En el caso de la economía española, la volatilidad y el ruido son si cabe más elevados, ante la difusa fotografía que nos han dejado los últimos cambios en la Contabilidad Nacional o la nueva ley hipotecaria. En este sentido, cobran una elevada importancia los datos mensuales de afiliación para afinar el diagnóstico sobre la situación económica. La valoración del dato de noviembre es algo más negativa que en meses anteriores, pues la caída del empleo es la mayor en el mismo mes desde 2013 (-53.114 afiliados) y el dato ajustado de estacionalidad es el más bajo de los últimos tres meses (+30.610 empleos). Eso sí, dentro de una inercia que continúa siendo positiva, pues en los últimos 12 meses el empleo aumentó en 431.000 personas (+2,3). Con los datos de octubre y noviembre, el empleo podría cerrar el trimestre con crecimientos del 0,5%, por encima del ritmo registrado en verano (0,3%), lo que anticiparía un crecimiento de la actividad próximo al 0,4%, confirmando la sensación de estabilización de la economía española después de la desaceleración que se ha producido desde principios de 2018.

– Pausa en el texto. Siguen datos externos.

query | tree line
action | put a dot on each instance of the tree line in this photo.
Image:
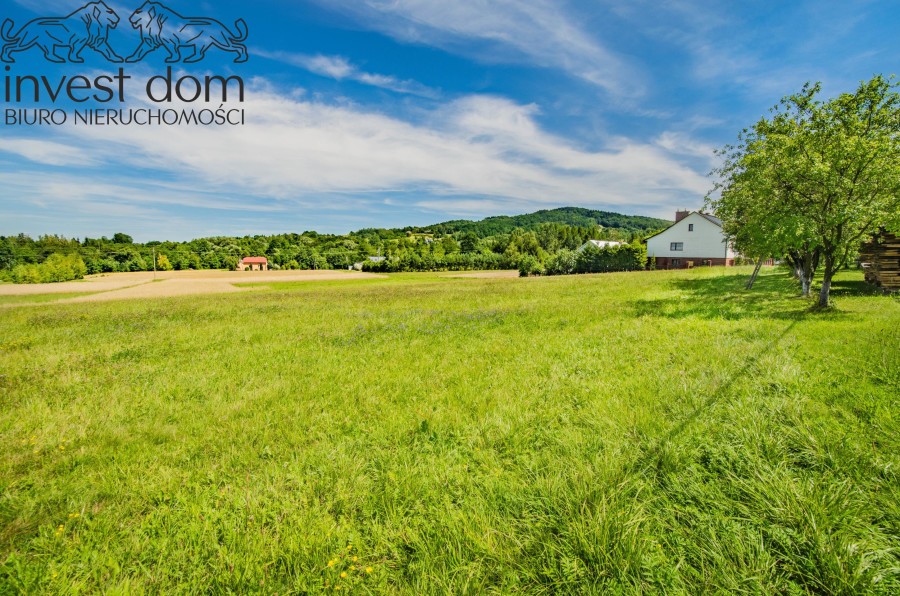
(537, 250)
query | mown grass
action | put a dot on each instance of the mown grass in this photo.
(622, 433)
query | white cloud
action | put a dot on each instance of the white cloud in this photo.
(339, 68)
(46, 152)
(476, 151)
(542, 32)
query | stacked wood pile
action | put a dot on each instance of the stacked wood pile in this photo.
(880, 259)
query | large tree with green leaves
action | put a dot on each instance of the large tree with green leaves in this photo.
(815, 180)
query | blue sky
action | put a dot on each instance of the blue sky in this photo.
(382, 113)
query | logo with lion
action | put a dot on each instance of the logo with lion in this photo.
(87, 27)
(162, 27)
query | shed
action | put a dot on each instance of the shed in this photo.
(253, 264)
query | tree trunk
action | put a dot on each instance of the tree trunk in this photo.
(824, 294)
(752, 279)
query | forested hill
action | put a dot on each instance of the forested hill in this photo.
(572, 216)
(504, 242)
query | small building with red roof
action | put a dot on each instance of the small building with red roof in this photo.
(253, 264)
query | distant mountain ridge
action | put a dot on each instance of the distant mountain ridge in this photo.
(573, 216)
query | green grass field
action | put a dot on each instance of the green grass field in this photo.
(662, 432)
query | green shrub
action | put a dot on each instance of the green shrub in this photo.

Más negativos son los datos del Informe Pisa pues, con todas las dudas que puedan ofrecer algunos aspectos de la prueba, sigue siendo negativa la evolución de las competencias matemáticas o de ciencias de nuestros alumnos de 15 años. Los tres aspectos a destacar de la prueba son: 1) seguimos por debajo de la media de la OCDE; 2) la inercia es hacia un empeoramiento de los resultados; y 3) cada vez son mayores las desigualdades educativas entre regiones españolas (llegan a equivaler a tres años de enseñanza en algunas materias), lo que no anticipa una reducción de las divergencias estructurales existentes en la actualidad. Todo ello, dentro de una tendencia generalizada de empeoramiento de los resultados en los países más avanzados, pese a un aumento de la inversión por estudiante de casi el 15% en los últimos 10 años. Deberíamos reconocer que tenemos un problema educativo y una clara necesidad de adaptar las competencias de nuestros jóvenes a los cambios estructurales que ya estamos afrontando en el mercado de trabajo. Sobre todo, si pensamos que la productividad es uno de los grandes problemas de la economía española.